ECLI:NL:CRVB:2015:2701
Centrale Raad van Beroep
- Hoger beroep
- Rechtspraak.nl
Verlaging van Wuv-uitkering na overlijden echtgenote en de gevolgen voor pensioeninkomsten
In deze zaak heeft de Centrale Raad van Beroep uitspraak gedaan over de verlaging van de Wuv-uitkering van een appellant na het overlijden van zijn echtgenote. De appellant, geboren in 1929 in het voormalig Nederlands-Indië, is een vervolgde en uitkeringsgerechtigde in de zin van de Wet uitkeringen vervolgingsslachtoffers 1940-1945 (Wuv). Na het overlijden van zijn echtgenote op 6 maart 2013, heeft de Sociale verzekeringsbank de periodieke uitkering van de appellant opnieuw vastgesteld, waarbij het uitkeringspercentage is verlaagd naar 60% per 1 mei 2013. De appellant heeft hiertegen bezwaar gemaakt, maar het bestreden besluit van de Sociale verzekeringsbank is deels gegrond verklaard, met uitzondering van de verlaging van het uitkeringspercentage en de in mindering gebrachte pensioenbedragen.

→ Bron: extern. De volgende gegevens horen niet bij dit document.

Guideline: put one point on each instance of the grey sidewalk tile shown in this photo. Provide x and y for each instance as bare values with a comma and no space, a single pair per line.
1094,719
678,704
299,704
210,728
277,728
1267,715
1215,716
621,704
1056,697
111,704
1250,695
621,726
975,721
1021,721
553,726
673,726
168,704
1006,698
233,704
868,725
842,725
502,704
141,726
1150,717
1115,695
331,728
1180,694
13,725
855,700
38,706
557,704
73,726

De Raad heeft overwogen dat de verlaging van de uitkering rechtmatig is, aangezien de Wuv dwingende bepalingen bevat over welke inkomsten in mindering moeten worden gebracht. De appellant heeft betoogd dat de verhoging van zijn pensioen na het overlijden van zijn echtgenote als hulp dient voor het dekken van zijn maandelijkse lasten, maar de Raad heeft geoordeeld dat de wet geen uitzondering maakt voor deze verhoogde pensioenen. De Raad heeft ook gewezen op de rechtspraak die stelt dat de rechter niet mag treden in de belangenafweging die door de wetgever is gemaakt.
Uiteindelijk heeft de Centrale Raad van Beroep het beroep van de appellant ongegrond verklaard, en is de beslissing van de Sociale verzekeringsbank in stand gehouden. De uitspraak is gedaan door een meervoudige kamer, met A. Beuker-Tilstra als voorzitter, en is openbaar uitgesproken op 30 juli 2015.